Is 6 Weeks Immobilization for a Chopart Injury Still State of the Art? Comparison Between Cast Immobilization Versus Functional Treatment

March 13, 2026 updated by: Hôpital Fribourgeois

Chopart Injury, Randomized Trial

Treatment Arms for Randomization

  1. Restrictive treatment: Immobilization in a cast or VACOped boot (lower leg boot with ankle immobilzation) for 6 weeks.

    • Advantage: Provides stable conditions for fracture healing.
    • Disadvantage: Risk of muscle atrophy and ankle joint stiffness due to prolonged immobilization.

  2. Functional treatment: Weightbearing as tolerated using a rigid-sole shoe.

    • Advantage: Allows early mobilization, reduces muscle atrophy, and helps maintain ankle mobility.
    • Disadvantage: Potential concern regarding pain, insufficient fracture stabilization, or pseudarthrosis Study Objectives This research project focuses on the treatment of Chopart fractures. In recent years, the number of diagnosed fractures following ankle sprains has increased. This rise is likely due to improved awareness of these injuries and the more frequent use of advanced imaging techniques such as CT scans (Computed Tomography). However, the optimal treatment strategy for these fractures remains unclear.

Current treatment approaches range from operative management to conservative treatment with 6-8 weeks of immobilization, and more recently to functional treatment protocols. Most of the available evidence consists of case series, representing a low level of evidence. High-quality comparative studies are currently lacking.

As a public hospital, Hospital Cantonal Fribourg (HFR) manages a large number of regional trauma cases, including Chopart injuries, with an incidence of approximately 50 cases per year. At present, treatment at HFR is predominantly conservative, involving 8 weeks of immobilization in a cast or a VACOped boot. While immobilization allows sufficient time for fracture healing, it may result in muscle atrophy and ankle joint stiffness. Recent literature suggests that a more functional treatment approach may lead to promising results. However, it remains unclear whether earlier weightbearing and functional rehabilitation improve overall outcomes or result in prolonged pain and increases the risk of complications. Therefore, the aim of this study is to compare different non-operative treatment strategies using both patient-reported outcome measures and objective gait analysis.
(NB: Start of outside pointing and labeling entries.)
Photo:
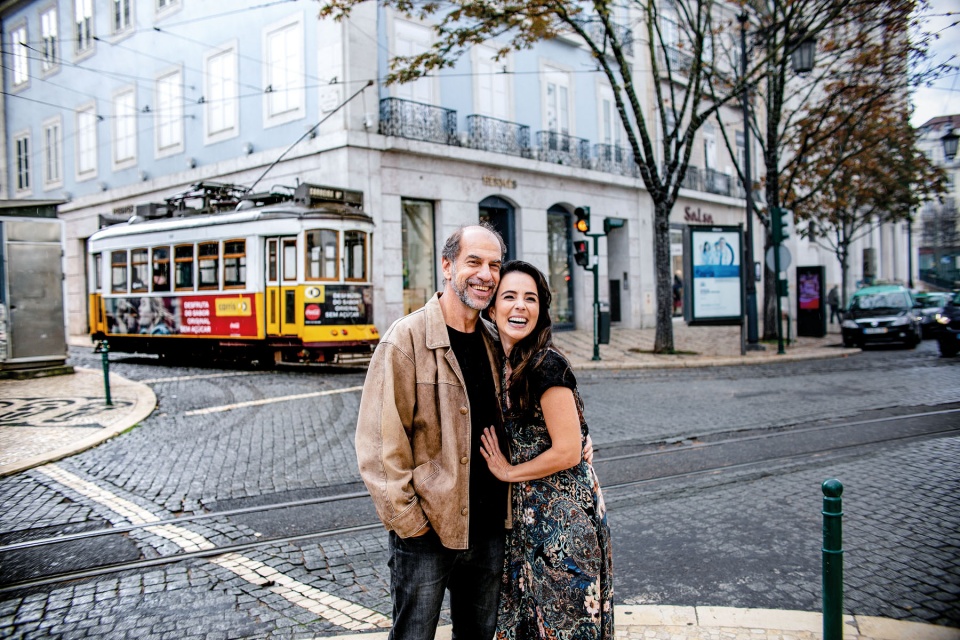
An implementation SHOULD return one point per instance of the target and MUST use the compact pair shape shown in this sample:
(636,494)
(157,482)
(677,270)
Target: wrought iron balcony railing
(418,121)
(716,182)
(615,159)
(500,136)
(561,148)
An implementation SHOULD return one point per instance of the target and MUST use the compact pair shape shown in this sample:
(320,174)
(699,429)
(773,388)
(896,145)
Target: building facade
(110,105)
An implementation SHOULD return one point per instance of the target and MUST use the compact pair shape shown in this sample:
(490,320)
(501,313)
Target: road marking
(257,403)
(335,610)
(201,377)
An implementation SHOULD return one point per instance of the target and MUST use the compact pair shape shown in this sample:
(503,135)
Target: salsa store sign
(338,304)
(222,316)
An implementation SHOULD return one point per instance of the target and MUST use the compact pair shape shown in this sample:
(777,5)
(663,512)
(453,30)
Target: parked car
(948,322)
(881,314)
(930,304)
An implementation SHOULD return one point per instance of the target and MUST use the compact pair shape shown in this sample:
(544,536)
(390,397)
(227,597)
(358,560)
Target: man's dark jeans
(421,569)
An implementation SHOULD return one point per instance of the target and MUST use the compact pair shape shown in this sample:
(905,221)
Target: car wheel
(948,349)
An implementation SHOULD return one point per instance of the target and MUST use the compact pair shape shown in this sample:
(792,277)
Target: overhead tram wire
(308,133)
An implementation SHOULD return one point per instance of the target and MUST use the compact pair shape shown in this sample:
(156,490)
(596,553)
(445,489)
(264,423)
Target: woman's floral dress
(558,578)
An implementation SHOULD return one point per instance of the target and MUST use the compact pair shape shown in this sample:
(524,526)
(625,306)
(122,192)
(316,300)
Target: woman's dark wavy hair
(529,352)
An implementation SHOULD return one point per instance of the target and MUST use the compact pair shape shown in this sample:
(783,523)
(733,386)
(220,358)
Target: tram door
(281,290)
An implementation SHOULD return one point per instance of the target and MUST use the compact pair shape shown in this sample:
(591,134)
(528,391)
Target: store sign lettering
(695,215)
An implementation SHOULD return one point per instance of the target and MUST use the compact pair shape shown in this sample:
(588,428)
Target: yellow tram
(275,277)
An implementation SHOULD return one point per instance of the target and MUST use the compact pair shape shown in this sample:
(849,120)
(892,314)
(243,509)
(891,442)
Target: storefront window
(559,243)
(419,265)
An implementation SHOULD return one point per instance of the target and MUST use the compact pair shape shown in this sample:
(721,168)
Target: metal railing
(499,136)
(561,148)
(615,159)
(418,121)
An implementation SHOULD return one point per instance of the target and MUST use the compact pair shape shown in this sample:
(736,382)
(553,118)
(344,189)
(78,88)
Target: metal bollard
(104,348)
(832,560)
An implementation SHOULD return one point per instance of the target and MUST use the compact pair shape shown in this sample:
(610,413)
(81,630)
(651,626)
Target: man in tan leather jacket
(432,386)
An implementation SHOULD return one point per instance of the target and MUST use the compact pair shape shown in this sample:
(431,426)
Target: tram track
(664,462)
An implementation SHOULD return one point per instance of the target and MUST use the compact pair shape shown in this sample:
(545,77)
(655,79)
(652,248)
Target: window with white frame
(21,143)
(493,84)
(83,23)
(122,15)
(611,127)
(21,57)
(220,95)
(125,128)
(52,153)
(50,46)
(86,143)
(169,115)
(557,111)
(284,72)
(412,39)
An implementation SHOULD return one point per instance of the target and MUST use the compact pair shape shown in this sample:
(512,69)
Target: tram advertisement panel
(214,315)
(338,304)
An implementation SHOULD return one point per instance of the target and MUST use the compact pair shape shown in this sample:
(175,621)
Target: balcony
(716,182)
(418,121)
(499,136)
(561,148)
(615,159)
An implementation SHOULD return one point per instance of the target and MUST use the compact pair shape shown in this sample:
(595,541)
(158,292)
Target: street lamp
(801,60)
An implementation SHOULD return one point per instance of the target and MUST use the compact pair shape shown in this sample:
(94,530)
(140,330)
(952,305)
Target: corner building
(113,105)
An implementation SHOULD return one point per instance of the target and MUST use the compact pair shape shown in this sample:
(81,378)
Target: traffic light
(580,252)
(583,219)
(779,224)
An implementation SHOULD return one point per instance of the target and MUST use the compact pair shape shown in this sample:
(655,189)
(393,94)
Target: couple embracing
(472,443)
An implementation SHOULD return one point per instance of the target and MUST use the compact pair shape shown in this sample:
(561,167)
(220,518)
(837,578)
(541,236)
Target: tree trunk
(663,342)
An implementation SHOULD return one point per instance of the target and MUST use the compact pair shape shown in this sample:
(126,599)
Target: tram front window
(355,250)
(322,254)
(118,271)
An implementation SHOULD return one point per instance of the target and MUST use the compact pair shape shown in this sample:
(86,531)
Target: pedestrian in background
(558,579)
(429,393)
(833,300)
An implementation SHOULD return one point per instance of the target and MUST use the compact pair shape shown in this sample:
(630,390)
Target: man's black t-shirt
(488,496)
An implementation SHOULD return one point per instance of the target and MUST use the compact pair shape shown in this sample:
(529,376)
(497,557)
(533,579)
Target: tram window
(234,264)
(139,264)
(208,255)
(161,269)
(355,250)
(289,260)
(322,254)
(183,266)
(118,271)
(97,271)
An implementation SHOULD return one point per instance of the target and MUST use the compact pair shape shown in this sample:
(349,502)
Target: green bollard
(104,350)
(832,560)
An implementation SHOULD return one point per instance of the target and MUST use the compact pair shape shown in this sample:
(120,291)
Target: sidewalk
(45,419)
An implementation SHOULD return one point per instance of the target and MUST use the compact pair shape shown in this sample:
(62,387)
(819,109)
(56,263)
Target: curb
(144,402)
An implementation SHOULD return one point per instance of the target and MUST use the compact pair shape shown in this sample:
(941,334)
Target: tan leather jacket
(413,431)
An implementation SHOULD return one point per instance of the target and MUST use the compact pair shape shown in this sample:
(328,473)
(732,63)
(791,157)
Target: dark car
(879,315)
(948,322)
(929,306)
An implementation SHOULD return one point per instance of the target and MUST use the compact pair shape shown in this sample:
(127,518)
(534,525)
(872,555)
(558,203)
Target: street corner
(50,418)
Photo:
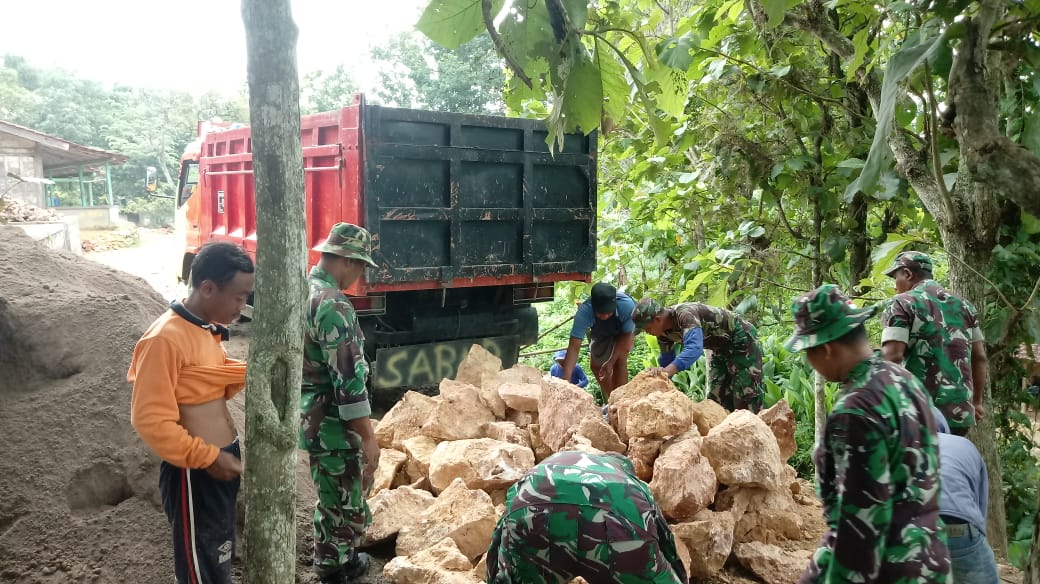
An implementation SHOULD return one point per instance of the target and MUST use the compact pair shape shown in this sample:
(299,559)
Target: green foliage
(155,212)
(419,74)
(911,54)
(326,90)
(451,23)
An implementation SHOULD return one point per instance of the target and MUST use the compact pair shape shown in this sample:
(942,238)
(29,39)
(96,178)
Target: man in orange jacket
(182,379)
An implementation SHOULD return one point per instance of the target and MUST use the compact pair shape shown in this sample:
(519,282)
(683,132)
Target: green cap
(824,315)
(645,311)
(349,241)
(914,260)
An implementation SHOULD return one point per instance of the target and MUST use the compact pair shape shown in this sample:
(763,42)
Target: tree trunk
(1033,565)
(276,353)
(859,249)
(973,257)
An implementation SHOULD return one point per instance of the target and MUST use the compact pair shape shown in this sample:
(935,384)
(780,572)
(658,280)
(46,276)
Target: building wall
(19,156)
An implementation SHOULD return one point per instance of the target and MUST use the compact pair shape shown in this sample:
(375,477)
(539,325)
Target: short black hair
(218,262)
(853,337)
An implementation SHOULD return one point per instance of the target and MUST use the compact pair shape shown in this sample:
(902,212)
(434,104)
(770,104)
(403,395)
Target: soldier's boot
(357,567)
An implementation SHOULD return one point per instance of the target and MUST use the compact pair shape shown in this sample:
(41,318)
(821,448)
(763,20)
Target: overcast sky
(190,45)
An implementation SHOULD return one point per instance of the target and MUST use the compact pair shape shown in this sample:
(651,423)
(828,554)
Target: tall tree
(276,351)
(875,73)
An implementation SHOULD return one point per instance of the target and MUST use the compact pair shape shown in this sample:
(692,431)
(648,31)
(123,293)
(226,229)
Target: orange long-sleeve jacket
(179,363)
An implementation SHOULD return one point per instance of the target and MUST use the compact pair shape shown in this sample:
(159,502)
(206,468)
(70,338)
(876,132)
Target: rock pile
(15,210)
(721,479)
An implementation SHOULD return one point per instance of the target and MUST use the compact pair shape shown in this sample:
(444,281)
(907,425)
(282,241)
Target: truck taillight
(369,304)
(534,293)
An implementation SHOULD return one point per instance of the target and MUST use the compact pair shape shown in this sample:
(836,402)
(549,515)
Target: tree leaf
(577,11)
(582,104)
(884,255)
(673,89)
(1031,133)
(720,295)
(860,44)
(450,23)
(527,34)
(676,52)
(774,9)
(616,88)
(911,54)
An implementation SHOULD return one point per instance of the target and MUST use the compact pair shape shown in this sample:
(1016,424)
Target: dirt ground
(78,490)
The primary objective of this study is to evaluate patient-reported outcomes following different non-operative treatment strategies for Chopart fractures. In addition, the study will assess differences in gait patterns between the two study arms and correlate these findings with patient-reported outcomes and quality of life. The study also aims to determine the timeline required to regain a normal gait pattern after injury.
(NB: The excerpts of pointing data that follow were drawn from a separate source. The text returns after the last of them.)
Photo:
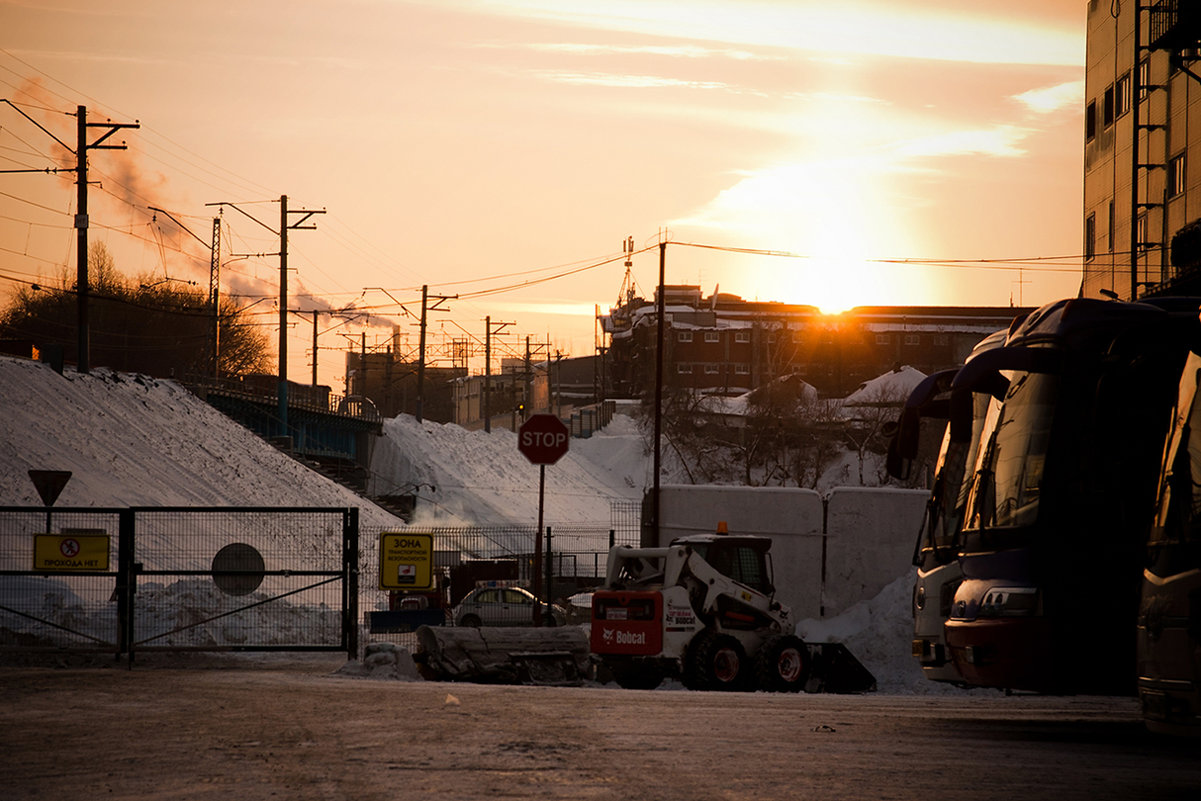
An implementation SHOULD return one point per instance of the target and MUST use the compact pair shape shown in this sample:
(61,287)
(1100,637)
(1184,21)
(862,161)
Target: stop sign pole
(543,440)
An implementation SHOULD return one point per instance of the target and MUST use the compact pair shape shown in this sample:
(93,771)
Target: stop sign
(543,438)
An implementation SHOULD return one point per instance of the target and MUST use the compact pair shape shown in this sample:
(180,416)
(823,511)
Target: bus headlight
(1009,602)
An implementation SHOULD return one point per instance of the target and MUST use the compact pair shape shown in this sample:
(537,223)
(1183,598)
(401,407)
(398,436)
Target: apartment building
(1142,129)
(724,345)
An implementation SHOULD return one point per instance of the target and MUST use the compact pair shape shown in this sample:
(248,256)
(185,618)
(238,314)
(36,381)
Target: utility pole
(488,375)
(215,296)
(420,358)
(488,370)
(661,314)
(83,359)
(299,225)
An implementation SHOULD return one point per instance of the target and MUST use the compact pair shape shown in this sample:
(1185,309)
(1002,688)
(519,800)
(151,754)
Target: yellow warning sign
(406,561)
(72,551)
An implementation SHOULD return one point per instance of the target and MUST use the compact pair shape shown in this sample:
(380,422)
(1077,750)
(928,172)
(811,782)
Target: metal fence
(252,579)
(207,579)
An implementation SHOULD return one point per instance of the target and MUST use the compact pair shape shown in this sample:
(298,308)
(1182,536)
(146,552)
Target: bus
(1169,625)
(936,551)
(1059,504)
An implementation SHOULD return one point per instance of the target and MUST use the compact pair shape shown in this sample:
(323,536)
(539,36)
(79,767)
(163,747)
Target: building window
(1176,177)
(1122,94)
(1112,225)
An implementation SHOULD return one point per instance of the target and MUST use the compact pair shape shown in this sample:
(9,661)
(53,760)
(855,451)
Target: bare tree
(156,327)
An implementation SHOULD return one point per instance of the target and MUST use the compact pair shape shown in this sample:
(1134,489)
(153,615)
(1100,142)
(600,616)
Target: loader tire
(782,664)
(716,662)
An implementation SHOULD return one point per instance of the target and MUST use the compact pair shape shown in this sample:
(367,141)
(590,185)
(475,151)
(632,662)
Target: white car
(502,607)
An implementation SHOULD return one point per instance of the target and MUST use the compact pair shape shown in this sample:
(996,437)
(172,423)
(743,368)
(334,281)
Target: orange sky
(474,145)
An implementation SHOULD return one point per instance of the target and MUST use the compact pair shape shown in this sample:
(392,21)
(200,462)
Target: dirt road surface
(292,728)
Outcome Measures The primary outcome will be patient-reported functional outcome and quality of life, assessed using a 22-item questionnaire combining the EFAS Score (European Foot and Ankle Society) and the Short Form-12 health survey. The secondary outcome will be objective gait analysis parameters.

Study Overview

Status

Not yet recruiting

Conditions

Intervention / Treatment

Study Type

Interventional

Enrollment (Estimated)

70

Phase

  • Not Applicable

Participation Criteria

Researchers look for people who fit a certain description, called eligibility criteria. Some examples of these criteria are a person's general health condition or prior treatments.

Eligibility Criteria

Ages Eligible for Study

  • Adult
  • Older Adult

Accepts Healthy Volunteers

No

Description

Inclusion Criteria:

  • Patients aged above 18 years
  • Patient with a pure ligament Chopart injury or bony avulsion of the ligaments of the Chopart joint line
  • Patient expected to complete length of study

Exclusion Criteria:

  • Patient which does not understand the informed consent (due to language capacity or mental capacity)

    • Patient non ambulating before time of injury
    • Patient treated for the fracture outside of Hopital Cantonal Fribourg (the study side)
    • Patient treated for a fracture at the same foot/ ankle before

Study Plan

This section provides details of the study plan, including how the study is designed and what the study is measuring.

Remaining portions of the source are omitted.